Using Bitbucket with Datalad

I want to use bitbucket for my datalad (non large files) repository and then use Amazon S3 for large data storage. I think, I know how to go about the latter but not clear about the former. I believe I can not do “git remote add” as normal for the repository. I believe, I will have to use something similar to datalad create-sibling-github but for bitbucket. Is this correct ?

Hi @sumodm,

There is no Bitbucket equivalent of create-sibling-github, i.e., no command that will create a sibling repository on Bitbucket for you. What I would recommend you to do it to visit Bitbuckets webinterface, and create a new, empty repository there. Afterwards, add the repository as a sibling (remote) to your dataset with

$ datalad siblings add --name bitbucket --url clone-url.from.bitbucket

This will create a sibling bitbucket that you can publish your non-large files to. Above that, if you have already configured your s3 special remote sibling, you can add it as a publication dependency. If you have a special remote sibling called “s3bucket”, the command would look like this:

$ datalad  siblings add --name bitbucket --url clone-url.from.bitbucket --publish-depends s3bucket

With this setup, all annex files will be pushed automatically to your s3 bucket prior to pushing your dataset to Bitbucket.

However, you could also do a git remote add bitbucket <url> - a dataset sibling is the DataLad equivalent of a Git remote. Using datalad siblings add however has the advantage that you can configure the publication dependency to s3 (which saves you publishing both to Bitbucket and to s3).

1 Like

Thanks Adina. Adding datalad siblings doesn’t seem to work (see error below) but manually adding with “git remote add” works and I was able to use it normally.
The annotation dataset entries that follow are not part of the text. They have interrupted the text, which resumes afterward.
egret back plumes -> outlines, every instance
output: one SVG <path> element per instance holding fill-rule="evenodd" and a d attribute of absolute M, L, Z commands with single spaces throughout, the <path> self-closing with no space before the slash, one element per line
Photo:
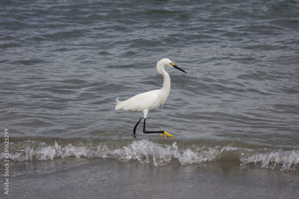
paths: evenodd
<path fill-rule="evenodd" d="M 170 91 L 170 77 L 168 74 L 165 71 L 164 67 L 165 66 L 175 68 L 187 73 L 184 71 L 174 65 L 170 59 L 167 58 L 162 59 L 158 61 L 157 63 L 157 70 L 158 72 L 162 74 L 164 78 L 163 87 L 162 88 L 138 94 L 123 101 L 119 101 L 118 98 L 116 99 L 117 105 L 115 107 L 116 110 L 124 110 L 129 111 L 142 112 L 141 118 L 134 127 L 134 134 L 135 133 L 136 128 L 137 125 L 141 119 L 144 118 L 143 132 L 149 133 L 162 133 L 161 132 L 162 132 L 163 134 L 166 134 L 167 136 L 172 136 L 165 131 L 147 132 L 145 129 L 145 119 L 147 113 L 149 111 L 158 107 L 161 104 L 163 106 L 163 104 L 169 94 Z"/>

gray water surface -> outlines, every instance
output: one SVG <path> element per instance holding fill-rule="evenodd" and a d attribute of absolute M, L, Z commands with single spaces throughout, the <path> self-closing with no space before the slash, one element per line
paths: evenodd
<path fill-rule="evenodd" d="M 129 198 L 137 175 L 131 198 L 178 199 L 198 173 L 182 198 L 228 198 L 239 185 L 229 198 L 299 196 L 286 187 L 299 166 L 297 1 L 17 1 L 0 2 L 0 123 L 14 197 L 41 179 L 27 197 L 75 198 L 105 166 L 115 172 L 80 197 Z M 170 92 L 146 128 L 176 137 L 144 134 L 142 122 L 134 137 L 141 114 L 115 111 L 116 99 L 161 88 L 164 58 L 187 73 L 165 68 Z"/>

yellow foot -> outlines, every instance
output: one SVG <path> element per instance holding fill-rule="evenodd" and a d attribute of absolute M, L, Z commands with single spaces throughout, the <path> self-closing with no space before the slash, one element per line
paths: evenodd
<path fill-rule="evenodd" d="M 164 131 L 164 132 L 163 133 L 162 133 L 162 134 L 161 134 L 161 135 L 159 135 L 159 137 L 160 137 L 160 136 L 162 136 L 162 135 L 164 135 L 164 134 L 165 135 L 167 135 L 167 137 L 168 138 L 174 138 L 174 137 L 176 137 L 175 136 L 174 136 L 174 135 L 170 135 L 170 134 L 169 134 L 169 133 L 167 133 L 166 131 Z"/>

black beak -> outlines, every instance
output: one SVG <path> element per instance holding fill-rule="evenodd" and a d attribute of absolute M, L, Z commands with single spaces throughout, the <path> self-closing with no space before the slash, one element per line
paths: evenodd
<path fill-rule="evenodd" d="M 173 65 L 173 67 L 175 68 L 176 68 L 177 69 L 179 69 L 179 70 L 180 70 L 181 71 L 183 71 L 184 72 L 186 72 L 186 73 L 187 73 L 187 72 L 186 72 L 183 69 L 181 69 L 180 68 L 179 68 L 179 67 L 177 67 L 175 65 Z"/>

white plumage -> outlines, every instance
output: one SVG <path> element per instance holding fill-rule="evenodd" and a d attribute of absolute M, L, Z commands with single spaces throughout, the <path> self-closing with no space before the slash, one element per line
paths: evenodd
<path fill-rule="evenodd" d="M 175 65 L 169 59 L 162 59 L 158 61 L 157 63 L 157 69 L 158 72 L 161 74 L 164 77 L 163 87 L 162 88 L 138 94 L 123 101 L 119 101 L 118 98 L 116 99 L 117 105 L 115 107 L 116 110 L 124 110 L 130 111 L 142 112 L 141 118 L 134 127 L 134 134 L 136 128 L 141 119 L 143 118 L 144 118 L 145 124 L 145 119 L 148 112 L 155 108 L 158 107 L 161 104 L 163 106 L 163 104 L 169 94 L 170 91 L 170 77 L 164 69 L 164 67 L 165 66 L 175 68 L 186 72 L 184 70 Z M 167 132 L 164 132 L 164 134 L 167 134 L 165 133 Z M 145 133 L 158 132 L 147 132 L 145 130 L 145 125 L 144 126 L 144 132 Z M 169 133 L 168 134 L 169 134 Z M 167 136 L 168 136 L 168 135 Z"/>

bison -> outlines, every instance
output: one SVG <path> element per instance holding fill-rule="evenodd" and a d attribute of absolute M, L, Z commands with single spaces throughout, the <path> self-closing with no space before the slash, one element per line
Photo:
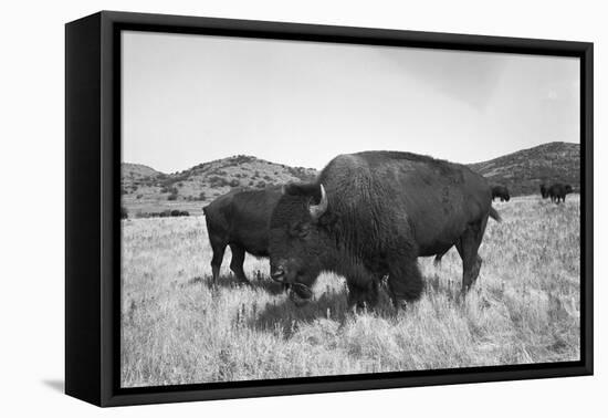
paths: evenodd
<path fill-rule="evenodd" d="M 488 181 L 468 167 L 398 151 L 334 158 L 311 184 L 286 185 L 270 222 L 271 276 L 300 297 L 322 271 L 344 275 L 348 305 L 374 306 L 388 274 L 396 306 L 423 289 L 418 257 L 455 245 L 462 290 L 479 275 L 492 208 Z"/>
<path fill-rule="evenodd" d="M 573 187 L 570 185 L 563 185 L 560 182 L 556 182 L 552 185 L 547 190 L 547 195 L 551 198 L 551 201 L 557 205 L 559 205 L 559 201 L 565 202 L 566 195 L 572 192 L 573 192 Z"/>
<path fill-rule="evenodd" d="M 549 197 L 549 189 L 545 184 L 541 185 L 541 196 L 543 197 L 543 199 L 546 199 Z"/>
<path fill-rule="evenodd" d="M 495 198 L 500 198 L 501 201 L 509 201 L 511 199 L 509 189 L 505 186 L 492 186 L 492 201 Z"/>
<path fill-rule="evenodd" d="M 232 251 L 230 269 L 238 280 L 249 283 L 243 271 L 245 252 L 269 257 L 270 216 L 280 197 L 280 186 L 264 190 L 234 189 L 202 208 L 213 250 L 213 283 L 220 273 L 227 245 Z"/>

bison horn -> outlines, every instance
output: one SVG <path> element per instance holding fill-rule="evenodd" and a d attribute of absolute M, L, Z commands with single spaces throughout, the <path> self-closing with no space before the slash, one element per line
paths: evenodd
<path fill-rule="evenodd" d="M 313 217 L 314 220 L 317 220 L 318 218 L 321 218 L 323 213 L 325 213 L 325 211 L 327 210 L 327 195 L 325 195 L 325 188 L 323 187 L 323 185 L 319 185 L 319 187 L 321 187 L 321 201 L 318 202 L 318 205 L 311 205 L 308 207 L 308 210 L 311 211 L 311 216 Z"/>

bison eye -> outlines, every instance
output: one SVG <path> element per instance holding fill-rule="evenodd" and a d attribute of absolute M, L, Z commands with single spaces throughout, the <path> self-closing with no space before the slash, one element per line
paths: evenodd
<path fill-rule="evenodd" d="M 307 223 L 297 222 L 292 223 L 290 227 L 290 236 L 304 238 L 310 232 L 310 226 Z"/>

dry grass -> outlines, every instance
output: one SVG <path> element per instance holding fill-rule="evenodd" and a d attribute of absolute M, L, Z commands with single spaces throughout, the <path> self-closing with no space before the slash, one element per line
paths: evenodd
<path fill-rule="evenodd" d="M 252 286 L 208 286 L 202 217 L 123 221 L 124 387 L 576 360 L 579 358 L 579 200 L 495 203 L 480 279 L 459 300 L 461 262 L 420 259 L 422 299 L 395 313 L 346 312 L 344 281 L 323 274 L 295 306 L 248 255 Z M 256 272 L 260 272 L 258 274 Z"/>

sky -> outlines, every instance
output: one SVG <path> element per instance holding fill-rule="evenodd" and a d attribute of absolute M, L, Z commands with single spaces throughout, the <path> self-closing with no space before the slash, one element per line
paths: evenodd
<path fill-rule="evenodd" d="M 123 32 L 123 161 L 232 155 L 321 169 L 407 150 L 479 163 L 579 143 L 579 60 Z"/>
For the large files, I am using S3 and was able to use it after enabling the S3 repo.

Error message while adding bitbucket as repo using “datalad sibling add”
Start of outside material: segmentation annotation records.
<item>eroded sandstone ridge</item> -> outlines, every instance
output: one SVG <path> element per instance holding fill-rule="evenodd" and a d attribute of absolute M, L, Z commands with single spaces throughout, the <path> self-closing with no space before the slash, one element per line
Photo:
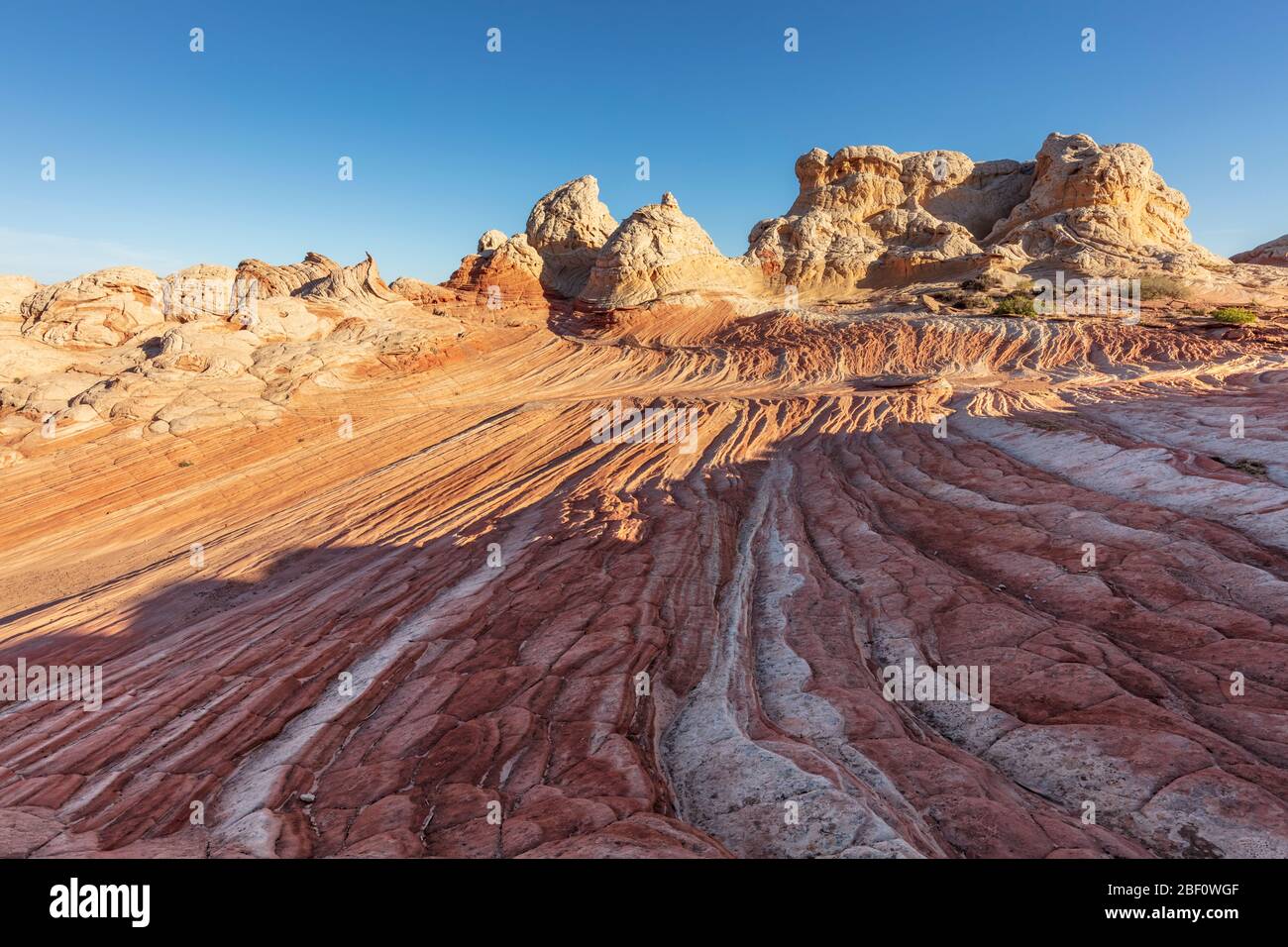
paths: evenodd
<path fill-rule="evenodd" d="M 0 702 L 0 856 L 1288 856 L 1288 271 L 1084 135 L 797 178 L 0 277 L 0 669 L 103 673 Z M 1166 292 L 990 314 L 1051 271 Z"/>

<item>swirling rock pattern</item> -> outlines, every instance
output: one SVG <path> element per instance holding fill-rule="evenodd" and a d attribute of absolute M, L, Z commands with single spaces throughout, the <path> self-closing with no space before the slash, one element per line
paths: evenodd
<path fill-rule="evenodd" d="M 737 259 L 585 178 L 446 286 L 0 280 L 0 696 L 103 674 L 0 701 L 0 856 L 1288 856 L 1288 278 L 930 295 L 1203 269 L 1141 155 L 810 152 Z"/>

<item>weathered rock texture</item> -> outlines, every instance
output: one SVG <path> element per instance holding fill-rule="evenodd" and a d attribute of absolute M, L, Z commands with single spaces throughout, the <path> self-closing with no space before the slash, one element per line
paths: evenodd
<path fill-rule="evenodd" d="M 1288 267 L 1288 233 L 1235 254 L 1230 259 L 1235 263 L 1256 263 L 1264 267 Z"/>
<path fill-rule="evenodd" d="M 693 290 L 747 290 L 752 272 L 744 263 L 723 256 L 698 222 L 666 193 L 661 204 L 626 218 L 608 238 L 580 301 L 594 309 L 618 309 Z"/>
<path fill-rule="evenodd" d="M 1202 269 L 1141 155 L 811 152 L 734 260 L 581 179 L 446 287 L 0 278 L 0 666 L 104 684 L 0 703 L 0 856 L 1288 857 L 1288 277 L 918 282 Z"/>
<path fill-rule="evenodd" d="M 586 285 L 595 256 L 617 222 L 599 200 L 590 175 L 555 188 L 528 215 L 527 237 L 542 260 L 541 283 L 574 298 Z"/>

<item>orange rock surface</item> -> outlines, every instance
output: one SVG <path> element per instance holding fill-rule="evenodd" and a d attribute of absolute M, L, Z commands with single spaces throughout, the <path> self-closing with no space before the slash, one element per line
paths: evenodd
<path fill-rule="evenodd" d="M 447 287 L 249 260 L 254 325 L 12 283 L 0 666 L 103 694 L 0 703 L 0 856 L 1288 856 L 1271 268 L 1203 283 L 1245 326 L 920 301 L 956 283 L 590 312 L 560 281 L 644 295 L 680 220 L 614 242 L 592 183 Z M 692 426 L 595 433 L 647 408 Z M 909 660 L 988 706 L 887 700 Z"/>

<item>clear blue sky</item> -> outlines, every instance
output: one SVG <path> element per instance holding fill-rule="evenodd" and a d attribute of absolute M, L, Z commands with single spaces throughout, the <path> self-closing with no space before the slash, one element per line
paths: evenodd
<path fill-rule="evenodd" d="M 10 4 L 0 272 L 370 250 L 440 281 L 582 174 L 618 219 L 674 191 L 739 254 L 814 146 L 1032 158 L 1052 130 L 1149 148 L 1230 254 L 1288 232 L 1285 48 L 1282 0 Z"/>

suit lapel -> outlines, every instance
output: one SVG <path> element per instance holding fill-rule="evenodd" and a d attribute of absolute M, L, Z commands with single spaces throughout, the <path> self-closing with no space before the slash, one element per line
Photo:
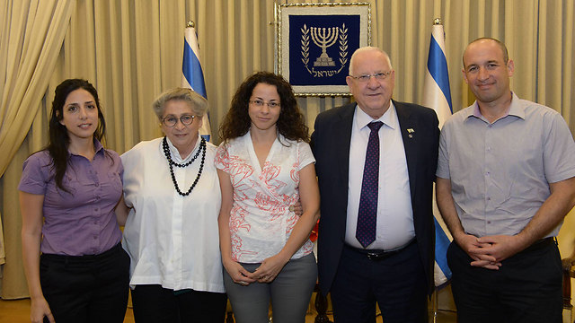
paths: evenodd
<path fill-rule="evenodd" d="M 399 127 L 402 131 L 402 138 L 403 139 L 403 149 L 405 149 L 405 158 L 407 160 L 407 171 L 410 176 L 410 191 L 411 192 L 411 201 L 414 201 L 415 183 L 417 181 L 417 120 L 412 118 L 411 113 L 406 106 L 401 102 L 394 100 L 394 106 L 397 111 L 397 118 L 399 119 Z"/>

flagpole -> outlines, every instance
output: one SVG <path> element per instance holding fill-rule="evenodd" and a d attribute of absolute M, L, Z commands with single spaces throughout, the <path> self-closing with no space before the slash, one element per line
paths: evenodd
<path fill-rule="evenodd" d="M 196 23 L 189 21 L 184 30 L 184 50 L 181 64 L 181 87 L 191 89 L 195 92 L 208 99 L 208 92 L 204 81 L 204 73 L 202 71 L 199 45 L 198 43 L 198 35 L 196 33 Z M 202 118 L 202 125 L 199 127 L 199 135 L 210 141 L 211 127 L 209 124 L 209 111 Z"/>

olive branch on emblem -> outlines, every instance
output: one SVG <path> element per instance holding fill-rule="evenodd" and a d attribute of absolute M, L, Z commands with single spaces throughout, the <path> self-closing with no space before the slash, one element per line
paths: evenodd
<path fill-rule="evenodd" d="M 300 29 L 302 31 L 302 63 L 305 65 L 305 69 L 310 74 L 312 73 L 307 67 L 307 63 L 309 63 L 309 28 L 304 23 L 304 28 Z"/>
<path fill-rule="evenodd" d="M 338 73 L 341 71 L 345 64 L 348 62 L 348 29 L 345 27 L 345 22 L 341 24 L 340 28 L 340 63 L 341 67 L 338 70 Z"/>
[INFO ] Configure additional publication dependency on “priv_s3”
[INFO ] Failed to enable annex remote bitbucket, could be a pure git or not accessible
[WARNING] Failed to determine if bitbucket carries annex. Remote was marked by annex as annex-ignore. Edit .git/config to reset if you think that was done by mistake due to absent connection etc

1 Like

Just FTR: the siblings command has probably worked. Just the reporting you saw is rather unfortunate. I opened an issue to address this: https://github.com/datalad/datalad/issues/4322

1 Like

Hey, I have a related question: when doing this, every person who wants to use this dataset would have to do two steps:

datalad clone clone-url.from.bitbucket foo-dataset
cd foo-dataset 
datalad siblings configure --name origin --publish-depends s3bucket

because the datalad-publish-depends config param in stored in .git/config and so will not be cloned/fetched from the remote git repo.
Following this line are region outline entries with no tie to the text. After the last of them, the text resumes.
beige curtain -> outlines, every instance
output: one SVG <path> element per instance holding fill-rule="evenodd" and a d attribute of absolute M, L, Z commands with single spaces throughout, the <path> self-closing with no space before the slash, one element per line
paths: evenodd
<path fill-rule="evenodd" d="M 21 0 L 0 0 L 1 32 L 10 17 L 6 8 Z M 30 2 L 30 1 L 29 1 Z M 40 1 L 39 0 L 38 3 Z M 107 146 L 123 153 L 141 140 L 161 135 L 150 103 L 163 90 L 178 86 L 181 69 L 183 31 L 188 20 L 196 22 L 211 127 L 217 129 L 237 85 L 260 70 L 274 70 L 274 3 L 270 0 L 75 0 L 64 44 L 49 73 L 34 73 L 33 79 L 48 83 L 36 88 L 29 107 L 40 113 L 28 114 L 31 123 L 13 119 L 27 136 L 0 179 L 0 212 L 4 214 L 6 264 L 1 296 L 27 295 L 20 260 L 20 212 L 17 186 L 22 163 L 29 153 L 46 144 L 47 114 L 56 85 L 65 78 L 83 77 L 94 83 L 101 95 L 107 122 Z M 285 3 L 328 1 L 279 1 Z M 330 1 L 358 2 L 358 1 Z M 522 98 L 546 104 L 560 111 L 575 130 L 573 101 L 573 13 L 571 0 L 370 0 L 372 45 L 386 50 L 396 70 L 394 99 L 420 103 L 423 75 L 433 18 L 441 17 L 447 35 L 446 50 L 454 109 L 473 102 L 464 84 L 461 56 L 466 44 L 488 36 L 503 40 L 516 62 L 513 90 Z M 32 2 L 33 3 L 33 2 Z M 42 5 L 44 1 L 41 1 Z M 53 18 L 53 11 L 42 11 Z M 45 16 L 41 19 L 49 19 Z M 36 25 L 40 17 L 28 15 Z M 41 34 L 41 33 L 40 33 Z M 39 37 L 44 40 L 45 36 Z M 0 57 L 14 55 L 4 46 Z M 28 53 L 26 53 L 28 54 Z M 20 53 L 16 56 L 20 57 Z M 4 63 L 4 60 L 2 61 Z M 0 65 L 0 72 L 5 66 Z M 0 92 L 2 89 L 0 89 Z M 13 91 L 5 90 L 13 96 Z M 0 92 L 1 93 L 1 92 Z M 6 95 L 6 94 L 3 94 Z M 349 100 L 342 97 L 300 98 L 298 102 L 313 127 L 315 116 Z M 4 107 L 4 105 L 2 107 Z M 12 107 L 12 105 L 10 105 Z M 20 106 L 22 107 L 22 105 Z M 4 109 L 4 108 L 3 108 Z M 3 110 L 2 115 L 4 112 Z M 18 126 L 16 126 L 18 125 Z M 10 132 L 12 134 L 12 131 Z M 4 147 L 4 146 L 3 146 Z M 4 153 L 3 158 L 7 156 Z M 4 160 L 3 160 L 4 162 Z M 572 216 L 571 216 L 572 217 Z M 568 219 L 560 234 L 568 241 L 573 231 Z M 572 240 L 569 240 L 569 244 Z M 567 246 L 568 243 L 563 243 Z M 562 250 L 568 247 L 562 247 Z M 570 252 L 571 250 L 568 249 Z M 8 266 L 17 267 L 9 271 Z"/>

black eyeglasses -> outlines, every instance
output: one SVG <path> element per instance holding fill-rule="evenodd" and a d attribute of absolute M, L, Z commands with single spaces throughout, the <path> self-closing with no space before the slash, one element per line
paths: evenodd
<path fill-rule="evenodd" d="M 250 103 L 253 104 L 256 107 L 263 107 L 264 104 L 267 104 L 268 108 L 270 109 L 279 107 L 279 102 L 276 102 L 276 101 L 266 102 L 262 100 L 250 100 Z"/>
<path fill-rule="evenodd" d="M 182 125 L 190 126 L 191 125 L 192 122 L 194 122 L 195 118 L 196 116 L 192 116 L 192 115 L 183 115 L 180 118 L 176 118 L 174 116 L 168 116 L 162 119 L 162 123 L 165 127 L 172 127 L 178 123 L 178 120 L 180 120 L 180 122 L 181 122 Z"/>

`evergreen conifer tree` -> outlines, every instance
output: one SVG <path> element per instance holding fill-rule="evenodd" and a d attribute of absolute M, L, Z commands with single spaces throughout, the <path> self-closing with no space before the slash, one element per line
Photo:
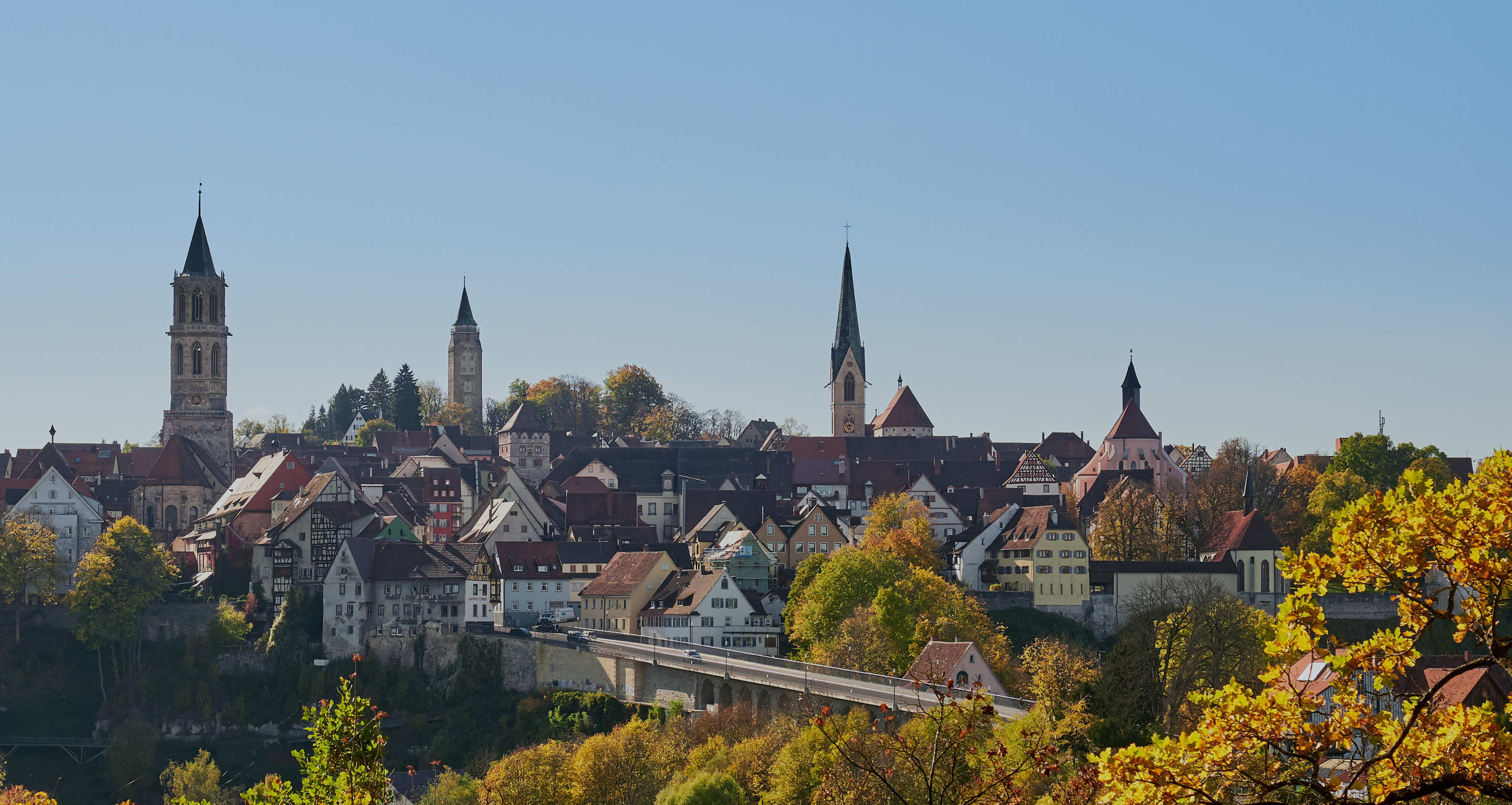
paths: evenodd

Is there any way to work around this so that datalad clone immediately sets up the publishing dependency? Maybe datalad could store the publish-depends configuration in .datalad/config instead (which is part of the git repo)? This is obviously not specific to BitBucket, but in general plain git remote repos :slight_smile:

Thanks in advance!

every person who wants to use this dataset would have to do two steps …

Just FTR, it would be necessary for every person that has, and will make use of a push to origin. For consumption of the dataset this is not needed.

Maybe datalad could store the publish-depends configuration in .datalad/config instead (which is part of the git repo)?

That may work. Setting a publication dependency is merely setting a config option

remote.<name>.datalad-publish-depends=<dep>

or in your case

remote.origin.datalad-publish-depends=s3bucket

it is possible to (manually) put this in .datalad/config. I have not tested it (yet), though. I am also not 100% confident that there are no negative side-effects, or security implications that would prevent DataLad from honoring such a remote configuration (now or in the future).

1 Like

Amazing, thanks! This worked like a charm.

Wouldn’t it make sense to somehow make this the default? It would essentially eliminate the need for custom create-sibling-{github,gitlab} commands, no? Or at least have a CLI flag that allows one to --save-sibling-config-repo when doing a regular create-sibling :slight_smile:

By the way, it would be great to also update the Handbook documentation on using shared infrastructure to inform users that if they do datalad create-sibling <..> --publish-depends 'foo' then this will NOT be persisted / made available for others who clone the repo. Now it was a bit confusing and I had to figure out manually that this section can’t work with regular create-sibling commands - you MUST use create-sibling-{github,gitlab} if you want to share the publish-depends configuration.

Thanks for the feedback! :slight_smile: Will look into it, and PRs are also always welcome!